China tones down expectations ahead of US trade war talks as Vice-Premier Liu He leads team to Washington
China is subtly toning down expectations ahead of this week’s high-level trade talks with the United States in Washington as the respective camps remain sharply divided over fundamental issues.
Vice-Premier Liu He is again leading China’s delegation to Washington for the talks
on Thursday and Friday, according to an official statement released by China’s Ministry of Commerce on Tuesday, for the first meeting between top negotiators on US soil since the trade talks collapsed in May.
But on this occasion, which is the 13th round of talks between the two sides, Liu will not carry the title of “special envoy” for President Xi Jinping, an early indication that the 67-year-old vice-premier has not been given any particular instructions from China’s leader.
A source, who has been briefed on preparations for the trade talks, also told the South China Morning Post on condition of anonymity that the Chinese delegation may cut short their stay in Washington, removing the possible chance of the talks extending into Friday evening as the delegation would be expected to head to the airport instead of departing at some point on Saturday.
Vice-Premier Liu He will lead the Chinese delegation in Washington for talks with US Treasury Secretary Steven Mnuchin and US trade representative Robert Lighthizer. Photo: ReutersVice-Premier Liu He will lead the Chinese delegation in Washington for talks with US Treasury Secretary Steven Mnuchin and US trade representative Robert Lighthizer. Photo: Reuters
Vice-Premier Liu He will lead the Chinese delegation in Washington for talks with US Treasury Secretary Steven Mnuchin and US trade representative Robert Lighthizer.

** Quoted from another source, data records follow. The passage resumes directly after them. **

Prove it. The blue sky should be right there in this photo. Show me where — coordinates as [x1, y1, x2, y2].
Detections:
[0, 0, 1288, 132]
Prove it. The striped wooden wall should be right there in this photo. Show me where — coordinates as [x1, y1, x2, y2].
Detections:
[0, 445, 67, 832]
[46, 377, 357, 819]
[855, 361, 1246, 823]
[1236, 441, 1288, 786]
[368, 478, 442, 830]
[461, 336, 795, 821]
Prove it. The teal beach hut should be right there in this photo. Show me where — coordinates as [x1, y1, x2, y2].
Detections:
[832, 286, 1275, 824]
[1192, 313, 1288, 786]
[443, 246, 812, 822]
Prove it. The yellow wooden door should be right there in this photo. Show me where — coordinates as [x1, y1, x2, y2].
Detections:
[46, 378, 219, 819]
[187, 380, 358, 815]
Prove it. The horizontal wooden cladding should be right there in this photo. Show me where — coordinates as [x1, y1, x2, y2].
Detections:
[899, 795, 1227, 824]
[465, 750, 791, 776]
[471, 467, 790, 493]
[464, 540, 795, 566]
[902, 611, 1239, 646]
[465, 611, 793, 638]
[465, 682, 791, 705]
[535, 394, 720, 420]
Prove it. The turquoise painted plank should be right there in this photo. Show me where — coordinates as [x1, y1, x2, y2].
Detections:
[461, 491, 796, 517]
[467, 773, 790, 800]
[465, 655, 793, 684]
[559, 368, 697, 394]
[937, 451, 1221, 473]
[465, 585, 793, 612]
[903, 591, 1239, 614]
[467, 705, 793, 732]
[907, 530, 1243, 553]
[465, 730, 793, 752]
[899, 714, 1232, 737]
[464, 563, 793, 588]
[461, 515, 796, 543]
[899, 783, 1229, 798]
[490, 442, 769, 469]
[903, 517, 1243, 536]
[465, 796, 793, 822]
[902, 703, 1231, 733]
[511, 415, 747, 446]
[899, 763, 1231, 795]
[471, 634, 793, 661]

“The original plan [for the Chinese delegation] was to leave Washington on [October] 12th, but the departure could be moved ahead to the 11th,” the source said. “There’s not much optimism.”
The two sides remain at odds over what caused the collapse of talks in May, with the US blaming China for reneging on earlier promises at the last minute, while Beijing accused Washington of trying to infringe on Chinese economic sovereignty.
The atmosphere for the talks this week is set to be particularly tense after US President Donald Trump said on Monday that anything “bad” in China’s handling of the ongoing unrest in Hong Kong could affect the outcome of the talks. China has forcefully and repeatedly demanded that the US stay out of the country’s internal affairs with regard to how it the handles the anti-government protests in Hong Kong.
In addition, on Monday the US placed 28 Chinese public security bureaus and technology companies on a trade blacklist over Beijing’s treatment of Uygur Muslims and other predominantly Muslim members of ethnic minority groups in Xinjiang.
To further complicate the situation, Trump has publicly requested that Beijing investigate the business affairs in China of former US vice-president Joe Biden, a current leading Democratic presidential candidate, and his son Hunter.
“Especially for the US side, domestic politics make it hard for the trade talks to really be immune from other problems,” said Louis Kuijs, the head of Asia Economics at Oxford Economics.
Until this week, Taoran Notes, a social media account affiliated with the official Economic Daily that is used by Beijing to manage public expectations, had been expressing optimism about the result of the trade talk. But on Tuesday, it wrote that the likely result of the talks was a continuation of “talking while fighting”.
“Some people may ask, if the US raises tariffs further, is it still necessary to continue the talks … the answer is that it’s as necessary to take countermeasures as to continue the talks,” read commentary from Taoran Notes, hinting that China is ready to retaliate if the US goes ahead with a planned tariff increase set to come into force next week.
The US is scheduled to increase tariffs on US$250 billion worth of Chinese products from 25 per cent to 30 per cent on Tuesday, having delayed the implementation from last week to avoid clashing with the 70th anniversary of the founding of People’s Republic of China on October 1.
In addition, the US is threatening to impose a 15 per cent tariff on US$160 billion worth of Chinese-made consumer goods on December 15, after a 15 per cent levy on US$115 billion worth of such goods took effect on September 1.
Kuijs at Oxford Economics said that the US would probably go ahead with the tariff plan on October 15, which would trigger “some retaliation” from China, although he still expects the two countries to reach a small deal to call off the December tariffs.“The bar for a small deal does not seem to be very high,” he said.
While officially demanding that the US withdraw all punitive tariffs, which now cover virtually all Chinese exports, China is continuing to place new orders for US farm products such as soybeans and pork before the talks to pave the way for a possible mini-deal involving China buying American agricultural and energy products.
In turn, the US would have to agree to postpone or scale back tariffs, sweeping thornier issues such as an enforcement mechanism, structural changes in Chinese intellectual property protections and government industrial subsidies aside at least in the short term.